Martin noticed that large areas of the ocean have sufficient nutrients to support the growth of large populations of phytoplankton, yet these areas have small populations of phytoplankton. He called these areas high-nutrient, low-chlorophyll zones (HNLCs). On further investigation, Martin determined the HNLC zones were deficient in iron, a micro-nutrient essential for life. Johnson then proposed that adding small amounts of iron to these regions would greatly increase productivity. This is the iron hypothesis.
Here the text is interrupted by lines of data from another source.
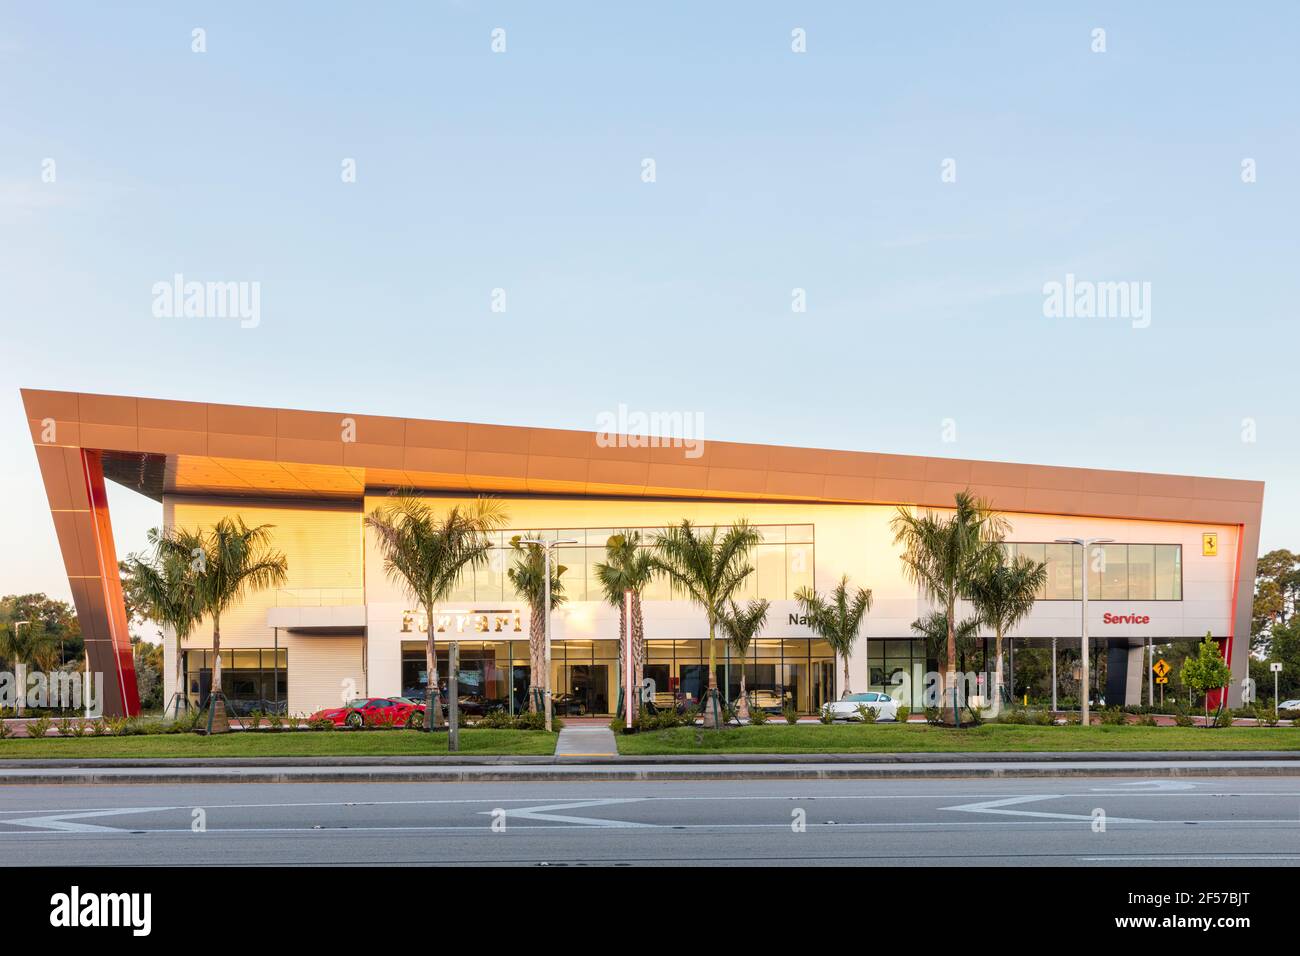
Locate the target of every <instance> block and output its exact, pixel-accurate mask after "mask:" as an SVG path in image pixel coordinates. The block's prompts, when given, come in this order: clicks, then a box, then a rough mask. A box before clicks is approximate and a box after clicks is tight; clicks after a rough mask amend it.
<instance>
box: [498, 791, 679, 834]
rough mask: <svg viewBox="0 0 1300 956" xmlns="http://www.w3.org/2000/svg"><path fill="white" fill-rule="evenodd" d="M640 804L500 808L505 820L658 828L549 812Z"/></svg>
mask: <svg viewBox="0 0 1300 956" xmlns="http://www.w3.org/2000/svg"><path fill="white" fill-rule="evenodd" d="M634 803H641V800H640V797H614V799H610V800H576V801H573V803H567V804H543V805H541V806H520V808H517V809H513V810H508V809H504V808H502V813H503V814H504V816H506V819H545V821H549V822H554V823H578V825H581V826H610V827H659V826H663V825H660V823H629V822H625V821H617V819H599V818H597V817H569V816H565V814H560V813H550V810H576V809H580V808H582V806H610V805H612V804H634ZM478 813H481V814H490V813H493V810H478Z"/></svg>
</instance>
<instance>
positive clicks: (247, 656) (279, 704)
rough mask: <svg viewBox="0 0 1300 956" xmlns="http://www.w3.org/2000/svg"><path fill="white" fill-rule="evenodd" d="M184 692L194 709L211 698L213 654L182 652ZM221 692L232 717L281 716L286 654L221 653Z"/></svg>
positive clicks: (283, 687)
mask: <svg viewBox="0 0 1300 956" xmlns="http://www.w3.org/2000/svg"><path fill="white" fill-rule="evenodd" d="M183 670H185V692H186V696H187V697H188V698H190V702H191V704H192V705H194V706H201V705H203V704H205V702H207V700H208V697H209V696H211V695H212V652H211V650H186V652H185V663H183ZM221 692H222V695H224V696H225V698H226V706H227V708H229V709H230V710H233V711H234V713H235V714H240V715H242V714H247V713H251V711H253V710H260V711H261V713H264V714H273V713H274V714H282V713H285V708H286V706H287V705H289V652H287V650H286V649H285V648H279V649H278V650H276V649H273V648H260V649H257V648H253V649H247V648H238V649H234V650H222V652H221Z"/></svg>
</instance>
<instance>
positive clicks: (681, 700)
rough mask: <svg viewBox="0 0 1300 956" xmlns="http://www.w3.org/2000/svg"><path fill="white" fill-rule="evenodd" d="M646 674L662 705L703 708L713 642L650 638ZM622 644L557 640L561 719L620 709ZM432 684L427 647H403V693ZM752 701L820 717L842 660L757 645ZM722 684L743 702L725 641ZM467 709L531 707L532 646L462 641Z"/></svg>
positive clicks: (462, 652)
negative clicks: (821, 711)
mask: <svg viewBox="0 0 1300 956" xmlns="http://www.w3.org/2000/svg"><path fill="white" fill-rule="evenodd" d="M647 644H649V649H647V650H649V654H647V661H646V666H645V675H646V678H649V679H650V680H653V682H654V688H655V700H656V702H658V704H659V705H660V706H671V705H672V704H673V702H675V701H680V702H682V704H685V705H688V706H693V705H697V704H698V702H699V700H701V697H702V696H703V692H705V689H706V688H707V685H708V641H697V640H690V641H686V640H681V641H676V640H656V639H650V640H649V641H647ZM617 656H619V645H617V641H576V640H575V641H555V644H554V645H552V646H551V688H552V691H554V693H555V698H554V701H555V711H556V713H559V714H562V715H573V717H578V715H588V714H610V713H612V711H614V709H615V708H616V706H617V704H619V659H617ZM438 679H439V685H441V688H442V691H443V692H445V691H446V689H447V648H446V646H445V645H439V646H438ZM426 684H428V669H426V666H425V648H424V644H420V643H415V641H407V643H403V644H402V693H403V696H406V697H413V698H424V695H425V687H426ZM745 684H746V691H748V692H749V695H750V701H751V702H754V704H757V705H758V706H762V708H764V709H768V710H774V711H779V710H783V709H784V708H785V706H793V708H794V709H796V710H798V711H800V713H802V714H813V713H816V711H818V710H819V709H820V708H822V705H823V704H824V702H827V701H829V700H835V693H836V691H835V658H833V654H832V653H831V646H829V645H828V644H826V641H818V640H807V639H793V640H762V641H755V643H754V648H751V650H750V654H749V659H748V662H746V667H745ZM718 685H719V687H720V688H725V692H727V696H728V698H729V700H736V698H737V697H740V663H738V661H736V659H735V658H733V657H728V654H727V644H725V643H724V641H718ZM460 705H461V708H460V709H461V711H463V713H467V714H481V713H487V711H490V710H508V711H511V713H520V711H523V710H526V709H528V641H526V640H523V641H460Z"/></svg>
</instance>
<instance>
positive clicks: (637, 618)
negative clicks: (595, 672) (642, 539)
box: [594, 531, 654, 711]
mask: <svg viewBox="0 0 1300 956" xmlns="http://www.w3.org/2000/svg"><path fill="white" fill-rule="evenodd" d="M594 571H595V579H597V580H598V581H599V583H601V592H602V593H603V594H604V600H606V601H607V602H608V604H610V605H612V606H615V607H617V609H619V685H620V687H623V683H624V682H623V675H624V672H625V671H627V663H625V658H624V654H625V653H628V650H627V648H624V645H623V635H625V633H627V632H628V622H627V614H628V606H627V600H625V596H627V594H628V593H629V592H630V593H632V667H633V680H634V682H636V683H634V687H624V688H623V692H624V693H625V695H632V701H633V710H634V711H637V710H640V709H641V705H640V695H637V693H636V689H637V688H640V687H641V682H642V680H643V678H645V659H646V646H645V639H646V635H645V622H643V619H642V617H641V592H643V591H645V589H646V585H649V584H650V579H651V578H653V576H654V561H653V559H651V557H650V551H649V550H647V549H646V548H643V546H642V542H641V532H640V531H620V532H619V533H617V535H614V536H611V537H610V540H608V541H607V542H606V545H604V562H602V563H598V564H595V567H594Z"/></svg>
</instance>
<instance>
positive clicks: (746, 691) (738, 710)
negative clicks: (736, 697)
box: [736, 654, 749, 721]
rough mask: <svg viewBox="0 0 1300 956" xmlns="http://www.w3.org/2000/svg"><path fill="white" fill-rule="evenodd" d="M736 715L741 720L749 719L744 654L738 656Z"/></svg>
mask: <svg viewBox="0 0 1300 956" xmlns="http://www.w3.org/2000/svg"><path fill="white" fill-rule="evenodd" d="M736 715H737V717H740V718H741V719H742V721H748V719H749V691H746V689H745V656H744V654H741V656H740V702H738V704H737V705H736Z"/></svg>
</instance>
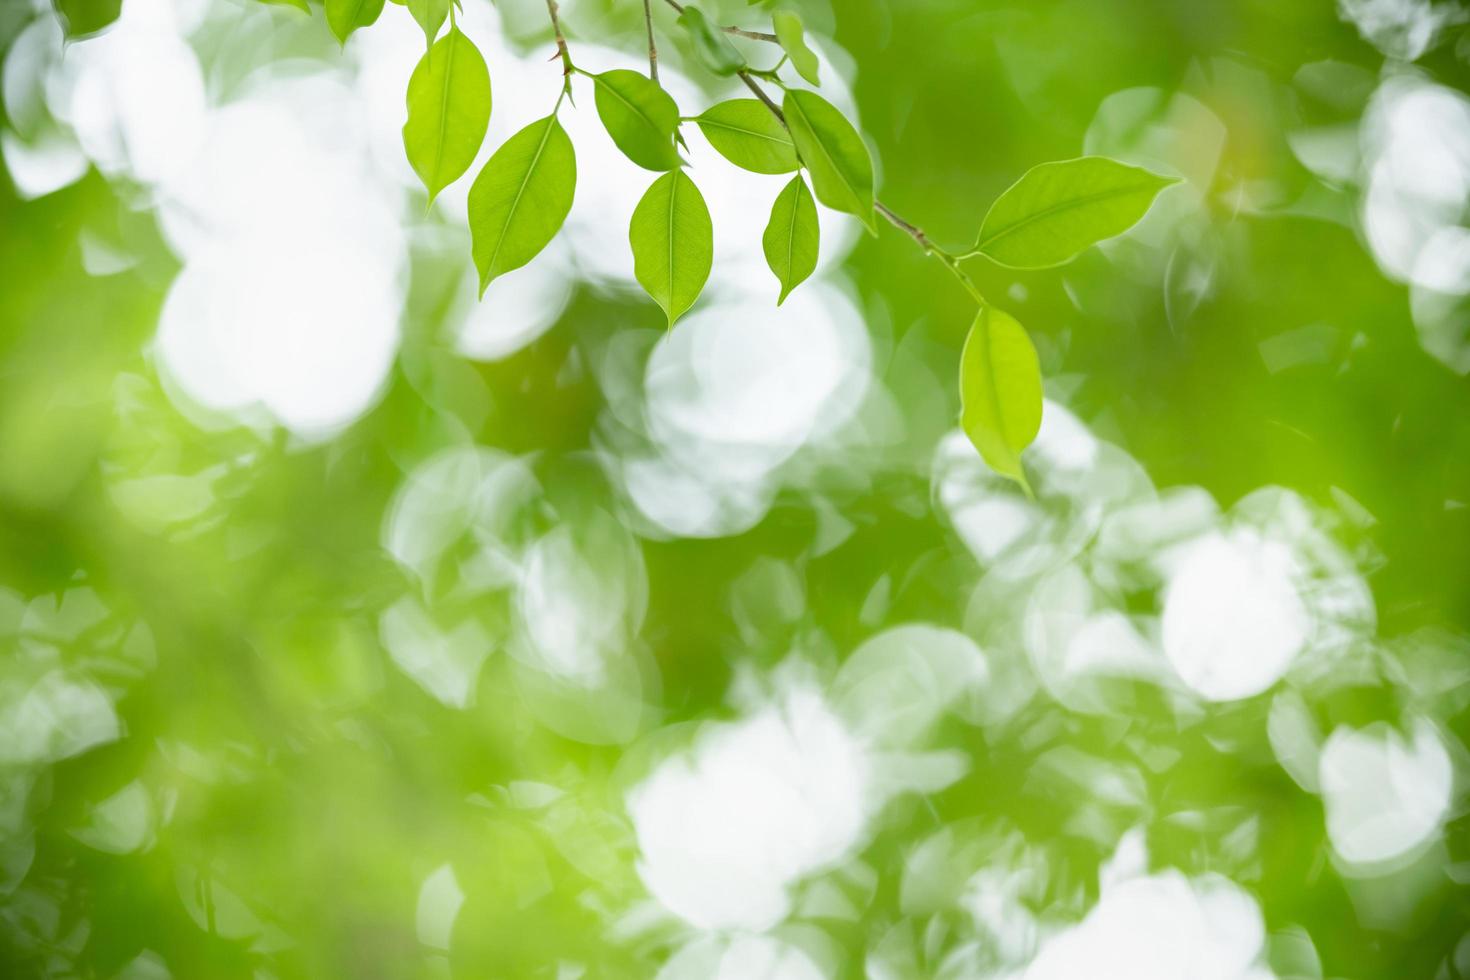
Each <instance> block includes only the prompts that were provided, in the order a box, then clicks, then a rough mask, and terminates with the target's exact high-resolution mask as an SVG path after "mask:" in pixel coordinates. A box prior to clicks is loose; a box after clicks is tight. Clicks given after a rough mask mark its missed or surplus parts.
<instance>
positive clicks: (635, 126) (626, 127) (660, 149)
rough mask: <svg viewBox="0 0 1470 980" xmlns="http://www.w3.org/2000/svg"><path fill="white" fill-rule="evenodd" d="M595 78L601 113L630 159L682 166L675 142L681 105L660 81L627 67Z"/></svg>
mask: <svg viewBox="0 0 1470 980" xmlns="http://www.w3.org/2000/svg"><path fill="white" fill-rule="evenodd" d="M592 81H594V82H595V85H597V116H598V118H600V119H601V120H603V128H604V129H607V135H610V137H612V138H613V143H616V144H617V148H619V150H622V151H623V154H625V156H626V157H628V159H629V160H632V162H634V163H637V165H638V166H641V167H647V169H650V170H672V169H675V167H676V166H679V151H678V150H676V148H675V145H673V131H675V129H678V128H679V107H678V106H676V104H675V101H673V98H672V97H670V96H669V93H666V91H663V88H660V87H659V82H654V81H650V79H648V78H645V76H644V75H639V73H638V72H634V71H628V69H626V68H619V69H614V71H610V72H603V73H601V75H594V76H592Z"/></svg>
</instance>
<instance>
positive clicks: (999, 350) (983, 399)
mask: <svg viewBox="0 0 1470 980" xmlns="http://www.w3.org/2000/svg"><path fill="white" fill-rule="evenodd" d="M960 406H961V407H960V428H961V429H964V435H967V436H970V442H973V444H975V448H976V450H979V451H980V457H982V458H983V460H985V461H986V463H989V466H991V469H992V470H995V472H997V473H1000V475H1001V476H1007V478H1010V479H1013V480H1016V482H1017V483H1020V485H1022V489H1025V491H1026V494H1028V495H1029V494H1030V485H1029V483H1026V472H1025V470H1023V469H1022V464H1020V451H1022V450H1025V448H1026V447H1028V445H1030V442H1032V439H1035V438H1036V433H1038V432H1039V430H1041V366H1039V364H1038V361H1036V348H1035V347H1032V344H1030V338H1029V336H1028V335H1026V329H1025V328H1023V326H1022V325H1020V323H1017V322H1016V319H1014V317H1013V316H1011V314H1008V313H1005V311H1003V310H997V309H994V307H989V306H985V307H980V311H979V313H978V314H976V317H975V325H973V326H972V328H970V335H969V336H967V338H964V351H963V353H961V354H960Z"/></svg>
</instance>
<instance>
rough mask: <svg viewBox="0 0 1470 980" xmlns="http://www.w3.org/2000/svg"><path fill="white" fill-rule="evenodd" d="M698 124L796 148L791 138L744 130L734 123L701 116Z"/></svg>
mask: <svg viewBox="0 0 1470 980" xmlns="http://www.w3.org/2000/svg"><path fill="white" fill-rule="evenodd" d="M698 123H700V125H701V126H714V128H716V129H729V131H731V132H739V134H742V135H747V137H756V138H757V140H767V141H770V143H775V144H779V145H784V147H792V148H795V144H794V143H792V141H791V138H789V137H782V135H772V134H769V132H760V131H759V129H744V128H741V126H736V125H734V123H729V122H720V120H717V119H709V118H706V116H700V118H698Z"/></svg>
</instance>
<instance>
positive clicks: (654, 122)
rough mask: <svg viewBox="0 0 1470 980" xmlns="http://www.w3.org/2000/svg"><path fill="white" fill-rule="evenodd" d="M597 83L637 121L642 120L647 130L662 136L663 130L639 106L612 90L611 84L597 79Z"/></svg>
mask: <svg viewBox="0 0 1470 980" xmlns="http://www.w3.org/2000/svg"><path fill="white" fill-rule="evenodd" d="M639 78H641V76H639ZM597 81H598V82H601V88H603V90H606V91H609V93H612V94H613V96H616V97H617V101H620V103H623V104H625V106H628V107H629V109H631V110H632V112H634V113H635V115H637V116H638V118H639V119H642V120H644V122H645V123H647V125H648V128H650V129H653V131H654V134H657V135H663V128H661V126H660V125H659V123H657V122H656V120H654V119H653V116H650V115H648V113H647V112H644V110H642V109H641V107H639V106H637V104H634V103H631V101H628V98H626V97H625V96H623V94H622V93H620V91H617V88H614V87H613V84H612V82H609V81H603V79H601V78H598V79H597ZM660 91H663V90H660Z"/></svg>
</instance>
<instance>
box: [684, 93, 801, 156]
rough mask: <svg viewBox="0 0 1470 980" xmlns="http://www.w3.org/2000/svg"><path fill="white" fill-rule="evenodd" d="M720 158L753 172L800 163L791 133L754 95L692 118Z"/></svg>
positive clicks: (706, 110) (734, 101)
mask: <svg viewBox="0 0 1470 980" xmlns="http://www.w3.org/2000/svg"><path fill="white" fill-rule="evenodd" d="M695 122H697V123H698V125H700V132H703V134H704V138H706V140H709V141H710V145H711V147H714V148H716V150H717V151H719V154H720V156H722V157H725V159H726V160H729V162H731V163H734V165H735V166H738V167H744V169H747V170H754V172H756V173H791V172H792V170H795V169H797V167H798V166H801V162H800V160H797V147H795V144H792V143H791V134H789V132H786V128H785V126H782V125H781V120H779V119H776V118H775V116H773V115H772V113H770V110H769V109H766V106H763V104H761V103H760V100H757V98H729V100H726V101H722V103H716V104H713V106H710V107H709V109H706V110H704V112H703V113H700V115H698V116H697V118H695Z"/></svg>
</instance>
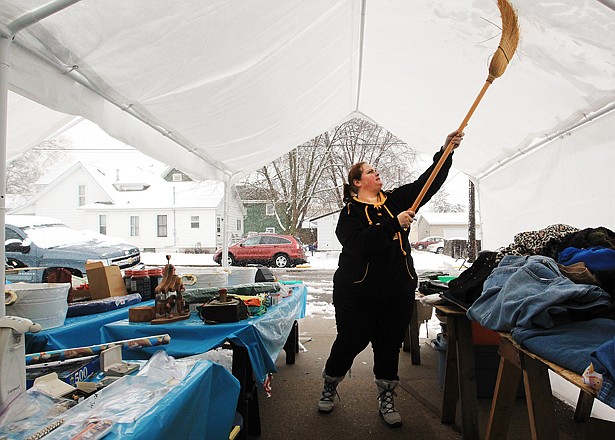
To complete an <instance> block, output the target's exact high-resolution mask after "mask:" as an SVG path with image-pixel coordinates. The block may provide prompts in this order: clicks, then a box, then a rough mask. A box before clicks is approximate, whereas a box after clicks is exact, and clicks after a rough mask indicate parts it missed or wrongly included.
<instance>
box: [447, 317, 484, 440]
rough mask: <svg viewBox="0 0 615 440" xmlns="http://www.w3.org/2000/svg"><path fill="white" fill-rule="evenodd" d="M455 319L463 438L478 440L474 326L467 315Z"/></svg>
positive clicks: (477, 417) (449, 333) (459, 398)
mask: <svg viewBox="0 0 615 440" xmlns="http://www.w3.org/2000/svg"><path fill="white" fill-rule="evenodd" d="M453 320H454V321H455V325H454V328H455V333H456V340H457V369H458V374H459V400H460V403H461V428H462V432H463V438H464V439H476V440H478V438H479V436H478V400H477V397H476V369H475V366H474V345H473V343H472V327H471V323H470V320H469V319H468V318H467V317H466V316H463V315H456V316H455V317H454V318H453ZM449 332H450V330H449ZM449 334H450V333H449Z"/></svg>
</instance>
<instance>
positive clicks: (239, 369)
mask: <svg viewBox="0 0 615 440" xmlns="http://www.w3.org/2000/svg"><path fill="white" fill-rule="evenodd" d="M232 346H233V365H232V370H233V376H235V377H236V378H237V380H239V385H240V389H239V398H238V399H237V412H238V413H239V414H241V417H242V418H243V429H242V430H241V431H240V432H239V434H238V436H237V438H238V439H246V438H247V436H248V435H260V434H261V419H260V410H259V406H258V390H257V385H256V382H255V381H254V374H253V372H252V364H251V363H250V355H249V354H248V349H247V348H245V347H242V346H240V345H236V344H232Z"/></svg>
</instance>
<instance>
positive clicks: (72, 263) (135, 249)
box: [4, 215, 141, 283]
mask: <svg viewBox="0 0 615 440" xmlns="http://www.w3.org/2000/svg"><path fill="white" fill-rule="evenodd" d="M4 252H5V257H6V264H8V267H26V266H28V267H37V268H44V269H37V270H29V271H20V272H17V273H13V274H7V277H6V278H7V280H9V281H11V282H18V281H27V282H33V283H40V282H47V278H48V276H49V274H51V273H52V272H53V271H55V270H56V269H58V268H63V269H68V270H70V272H71V273H72V275H75V276H78V277H82V276H84V275H85V273H86V272H85V263H86V262H87V261H90V262H94V261H102V263H103V264H104V265H106V266H109V265H116V266H119V267H120V269H126V268H129V267H132V266H134V265H136V264H138V263H139V262H140V261H141V253H140V252H139V249H138V248H137V247H135V246H134V245H132V244H128V243H123V242H122V241H121V240H120V239H119V238H115V237H110V236H107V235H102V234H97V233H94V232H91V231H78V230H76V229H72V228H70V227H68V226H67V225H65V224H64V223H62V222H61V221H60V220H57V219H54V218H50V217H41V216H31V215H7V216H6V218H5V242H4Z"/></svg>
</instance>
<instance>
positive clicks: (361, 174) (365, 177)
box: [354, 163, 382, 194]
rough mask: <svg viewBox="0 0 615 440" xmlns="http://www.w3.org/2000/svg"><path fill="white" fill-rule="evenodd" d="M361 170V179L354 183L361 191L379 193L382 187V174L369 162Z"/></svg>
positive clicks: (365, 164) (372, 192)
mask: <svg viewBox="0 0 615 440" xmlns="http://www.w3.org/2000/svg"><path fill="white" fill-rule="evenodd" d="M361 170H362V173H361V180H356V179H355V181H354V184H355V185H356V187H357V188H359V191H366V192H369V193H372V194H377V193H378V192H379V191H380V190H381V189H382V182H381V181H380V174H379V173H378V171H376V169H375V168H374V167H372V166H371V165H370V164H368V163H366V164H364V165H363V166H362V167H361Z"/></svg>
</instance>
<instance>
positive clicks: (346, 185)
mask: <svg viewBox="0 0 615 440" xmlns="http://www.w3.org/2000/svg"><path fill="white" fill-rule="evenodd" d="M366 163H367V162H357V163H355V164H354V165H353V166H351V167H350V171H349V172H348V183H344V203H348V202H349V201H350V200H352V197H353V196H356V195H357V194H358V193H359V188H357V187H356V186H355V184H354V181H355V180H361V176H363V165H365V164H366Z"/></svg>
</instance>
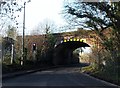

Several recent experiments, including the Southern Ocean Iron Release Experimen, show the hypothesis is correct. Small amounts of iron in the right regions lead to larges increases in phytoplankton. One kilogram of iron leads to the production of 5,000 to 20,000 kilograms of phytoplankton.
Read about John Martin and his iron hypothesis, including all the information in links to his work shown on the right side of the web page. For a more controversial look at this solution to the CO2 problem, read the Wired Magazine article on Dumping Iron.
Oceanic Phytoplankton
Most of the primary production in the ocean is by single-celled microscopic organisms. The organisms include:
The Chromista, including Coccolithophorids, and Diatoms,
Dinoflagellates. And,
Photosynthetic bacteria and archaea.
To learn more about the micro-organisms in the ocean, read Marine Food Webs and Microbial Food Webs.
References
Masiello, C. A. (2007). Carbon cycle: Quick burial at sea. Nature 450 (7168): 360-361.
Middelburg, J. J. and F. J. R. Meysman (2007). OCEAN SCIENCE: Burial at Sea. Science 316 (5829): 1294-1295.